O Brasil tornou-se o país mais afetado pelo aumento de tarifas comerciais adotado pelos Estados Unidos desde o retorno de Donald Trump à presidência. A nova política tarifária imposta por Washington amplia a pressão sobre produtos brasileiros exportados ao mercado norte-americano e intensifica a disputa comercial entre os dois países.

A decisão do governo dos Estados Unidos prevê uma tarifa adicional de 25% sobre milhares de produtos brasileiros, atingindo diversos segmentos da indústria nacional. Apesar da abrangência da medida, alguns itens estratégicos, como café, carne bovina e peças para aeronaves, ficaram de fora da nova lista de sobretaxas.

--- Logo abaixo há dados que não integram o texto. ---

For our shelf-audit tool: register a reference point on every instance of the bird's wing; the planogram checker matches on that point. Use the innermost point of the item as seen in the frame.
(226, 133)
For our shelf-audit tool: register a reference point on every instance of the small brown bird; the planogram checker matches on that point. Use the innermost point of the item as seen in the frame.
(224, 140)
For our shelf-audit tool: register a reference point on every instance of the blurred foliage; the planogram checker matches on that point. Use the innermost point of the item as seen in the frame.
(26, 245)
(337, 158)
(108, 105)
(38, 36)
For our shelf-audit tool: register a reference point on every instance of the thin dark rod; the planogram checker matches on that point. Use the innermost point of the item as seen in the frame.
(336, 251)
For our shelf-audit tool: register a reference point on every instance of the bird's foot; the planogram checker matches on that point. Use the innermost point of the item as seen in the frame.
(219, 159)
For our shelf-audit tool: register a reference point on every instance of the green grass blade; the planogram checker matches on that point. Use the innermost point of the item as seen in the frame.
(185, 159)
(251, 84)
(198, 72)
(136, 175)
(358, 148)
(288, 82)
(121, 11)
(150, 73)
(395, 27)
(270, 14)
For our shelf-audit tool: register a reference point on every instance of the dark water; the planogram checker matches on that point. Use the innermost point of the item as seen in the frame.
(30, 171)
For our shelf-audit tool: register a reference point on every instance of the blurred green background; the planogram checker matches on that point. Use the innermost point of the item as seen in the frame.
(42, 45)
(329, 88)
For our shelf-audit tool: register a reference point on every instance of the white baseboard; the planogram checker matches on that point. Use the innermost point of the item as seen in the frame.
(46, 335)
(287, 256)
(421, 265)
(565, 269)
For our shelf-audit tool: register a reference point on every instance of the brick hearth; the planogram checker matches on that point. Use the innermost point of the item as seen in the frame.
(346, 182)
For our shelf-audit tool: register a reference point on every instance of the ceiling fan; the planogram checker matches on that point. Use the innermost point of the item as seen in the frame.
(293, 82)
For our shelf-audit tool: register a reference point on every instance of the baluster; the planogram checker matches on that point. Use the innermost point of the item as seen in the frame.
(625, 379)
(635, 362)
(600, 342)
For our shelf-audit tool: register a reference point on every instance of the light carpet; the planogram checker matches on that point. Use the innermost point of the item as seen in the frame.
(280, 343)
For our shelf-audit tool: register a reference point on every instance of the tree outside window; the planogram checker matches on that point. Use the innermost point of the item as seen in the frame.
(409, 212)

Segundo analistas de comércio exterior, nenhum outro parceiro comercial dos Estados Unidos sofreu um aumento tarifário tão expressivo desde o início do segundo mandato de Trump. A medida foi adotada após uma investigação comercial conduzida pelo governo norte-americano, que apontou supostas práticas consideradas prejudiciais aos interesses econômicos dos EUA. O governo brasileiro rejeita essas alegações e afirma que a decisão possui forte componente político.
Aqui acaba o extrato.